Postdoctoral Fellow University of Pittsburgh Pittsburgh, Pennsylvania, United States
Background: Pediatric hypertrophic cardiomyopathy (HCM) presents unique challenges due to its heterogeneous clinical manifestations and outcomes. This study aimed to leverage advanced echocardiographic techniques and unsupervised machine learning (ML) to identify distinct phenogroups based on hemodynamic parameters, with implications for personalized risk stratification and management.

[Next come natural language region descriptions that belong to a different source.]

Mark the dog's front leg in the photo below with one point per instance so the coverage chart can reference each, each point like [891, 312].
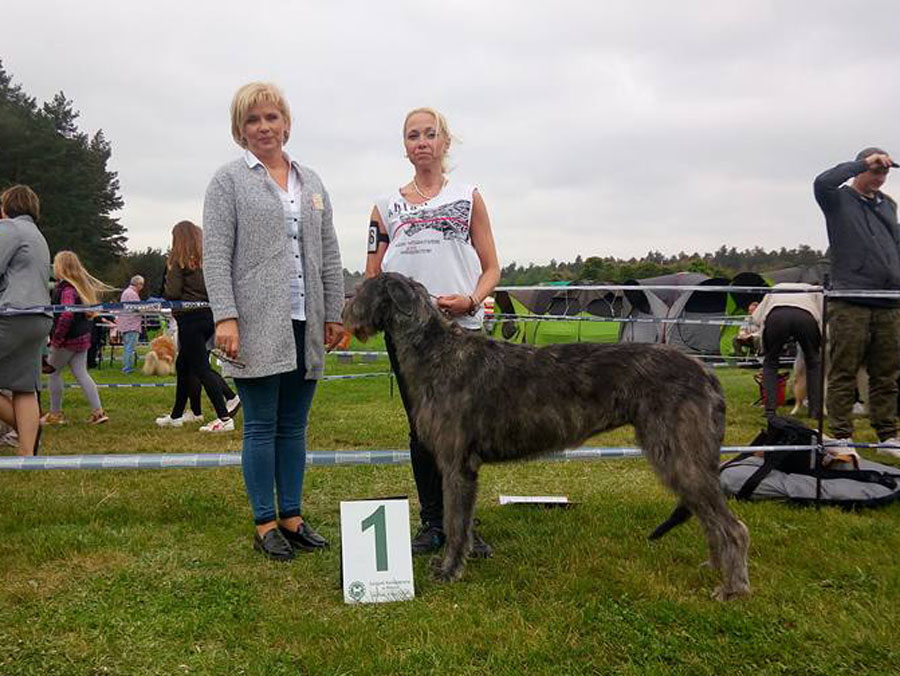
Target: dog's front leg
[460, 488]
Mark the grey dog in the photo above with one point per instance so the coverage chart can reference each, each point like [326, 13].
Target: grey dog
[465, 386]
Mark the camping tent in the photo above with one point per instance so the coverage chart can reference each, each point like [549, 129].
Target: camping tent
[698, 306]
[557, 301]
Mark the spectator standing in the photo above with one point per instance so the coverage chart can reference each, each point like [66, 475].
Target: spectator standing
[865, 255]
[24, 271]
[184, 281]
[70, 337]
[129, 324]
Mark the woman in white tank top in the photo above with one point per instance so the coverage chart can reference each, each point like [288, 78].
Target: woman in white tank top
[437, 232]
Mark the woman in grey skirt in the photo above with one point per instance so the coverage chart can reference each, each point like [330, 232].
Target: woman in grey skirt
[24, 277]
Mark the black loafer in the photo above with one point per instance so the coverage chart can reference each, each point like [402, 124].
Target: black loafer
[305, 539]
[273, 546]
[428, 539]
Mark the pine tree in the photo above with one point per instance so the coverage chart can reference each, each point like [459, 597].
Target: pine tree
[43, 148]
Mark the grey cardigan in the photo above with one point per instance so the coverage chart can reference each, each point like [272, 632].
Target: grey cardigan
[247, 266]
[24, 264]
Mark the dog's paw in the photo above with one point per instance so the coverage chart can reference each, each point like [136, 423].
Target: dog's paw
[722, 593]
[442, 572]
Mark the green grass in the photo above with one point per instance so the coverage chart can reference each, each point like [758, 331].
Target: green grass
[151, 572]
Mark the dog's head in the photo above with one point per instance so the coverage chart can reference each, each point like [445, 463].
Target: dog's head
[383, 301]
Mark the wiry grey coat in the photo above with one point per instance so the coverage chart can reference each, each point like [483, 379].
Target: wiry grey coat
[247, 266]
[477, 400]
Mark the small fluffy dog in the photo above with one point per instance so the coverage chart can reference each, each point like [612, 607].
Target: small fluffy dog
[160, 360]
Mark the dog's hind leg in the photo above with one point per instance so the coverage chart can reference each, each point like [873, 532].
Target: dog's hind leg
[460, 488]
[727, 537]
[729, 542]
[684, 452]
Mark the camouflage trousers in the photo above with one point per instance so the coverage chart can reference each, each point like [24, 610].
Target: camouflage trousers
[861, 335]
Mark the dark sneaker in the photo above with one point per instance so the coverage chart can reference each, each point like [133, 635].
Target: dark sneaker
[273, 546]
[480, 548]
[428, 540]
[305, 539]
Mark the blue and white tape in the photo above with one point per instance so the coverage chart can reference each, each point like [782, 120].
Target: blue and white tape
[364, 457]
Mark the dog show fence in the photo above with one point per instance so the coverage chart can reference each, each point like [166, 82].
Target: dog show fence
[393, 457]
[322, 458]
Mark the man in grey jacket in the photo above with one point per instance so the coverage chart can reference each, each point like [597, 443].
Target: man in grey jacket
[865, 255]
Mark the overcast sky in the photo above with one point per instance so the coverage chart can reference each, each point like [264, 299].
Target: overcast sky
[590, 128]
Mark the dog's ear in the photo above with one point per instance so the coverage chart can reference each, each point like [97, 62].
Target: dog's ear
[401, 294]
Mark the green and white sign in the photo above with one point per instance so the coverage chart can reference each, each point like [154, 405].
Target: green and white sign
[375, 551]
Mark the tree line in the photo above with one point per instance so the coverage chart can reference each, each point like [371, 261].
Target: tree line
[42, 146]
[724, 262]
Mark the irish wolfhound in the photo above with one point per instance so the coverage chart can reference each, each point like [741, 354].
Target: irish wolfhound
[478, 400]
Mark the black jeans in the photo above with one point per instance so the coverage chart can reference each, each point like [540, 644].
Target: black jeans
[783, 324]
[194, 330]
[429, 482]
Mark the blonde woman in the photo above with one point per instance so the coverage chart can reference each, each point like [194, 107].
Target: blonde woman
[276, 288]
[438, 232]
[70, 336]
[184, 281]
[24, 269]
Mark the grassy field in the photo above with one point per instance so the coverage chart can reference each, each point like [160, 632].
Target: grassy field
[152, 572]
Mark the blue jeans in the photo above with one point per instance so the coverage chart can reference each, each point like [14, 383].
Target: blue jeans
[276, 410]
[129, 350]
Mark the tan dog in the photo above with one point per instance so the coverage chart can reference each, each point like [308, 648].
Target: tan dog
[160, 360]
[798, 376]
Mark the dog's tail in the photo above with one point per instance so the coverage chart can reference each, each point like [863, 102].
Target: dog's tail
[678, 516]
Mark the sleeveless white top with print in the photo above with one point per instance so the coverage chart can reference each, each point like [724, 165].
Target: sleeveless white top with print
[431, 242]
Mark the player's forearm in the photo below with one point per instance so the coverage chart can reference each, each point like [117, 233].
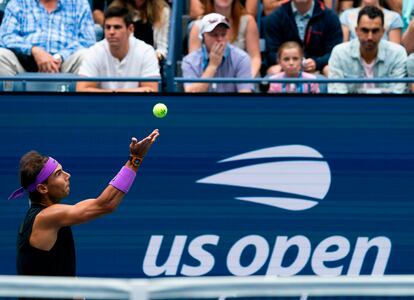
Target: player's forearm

METHODS AND RESULTS: A retrospective, single-center analysis of 60 pediatric HCM patients (46.7% male, median age 12.3 [7.8–14.5] years) was conducted. Diagnosis adhered to 2020 AHA/ACC guidelines, with patients classified into obstructive and non-obstructive HCM. Speckle-tracking echocardiography (STE) was used to assess segmental strain, myocardial work (MW), and pressure-strain loops. Global work indices, including global constructive work (GCW), global wasted work (GWW), and global work efficiency (GWE), were also derived. Clinical outcomes, including sudden cardiac death (SCD), implantable cardioverter defibrillator (ICD) discharges, and ventricular tachycardia (VT), were tracked over a median follow-up of 4.9 years. Principal component analysis (PCA) and K-means clustering were employed to stratify patients into phenogroups based on their hemodynamic profiles. Three phenogroups were identified through unsupervised ML: Cluster 1 (28.3%, n=17), Cluster 2 (38.3%, n=23), and Cluster 3 (33.3%, n=20). Significant demographic differences were found in age and sex between clusters (Table). In terms of echocardiographic parameters, Cluster 1 demonstrated significantly impaired global longitudinal strain (GLS: -14.3±2.1 vs. -21.0±2.5 and -21.7±2.6 in Clusters 2 and 3, p< 0.001). These differences were apparent in the basal-, mid- and apical strain patterns throughout the cardiac cycle (Figure). Furthermore, Cluster 1 had higher mechanical dispersion (MD: 68.7 [52.5–112] ms vs. 42.3 [33.8–57.8] ms and 40.6 [36.0–59.9] ms, p=0.001). Pressure-strain loop analysis revealed a triangular pattern in Cluster 3, consistent with shortened isovolumic contraction and relaxation phases. Then, during follow-up, differences in outcomes between clusters became apparent. Cluster 1 had a significantly higher cumulative incidence of adverse outcomes (19.6%, 95% CI: 0.0–37.3%) compared to Cluster 2 (4.3%) and Cluster 3 (0%) (log-rank p=0.013). Outcomes in Cluster 1 included ICD discharges (n=6), 3 for sustained VT and 3 for SCD, and two deaths, both attributed to cardiac causes.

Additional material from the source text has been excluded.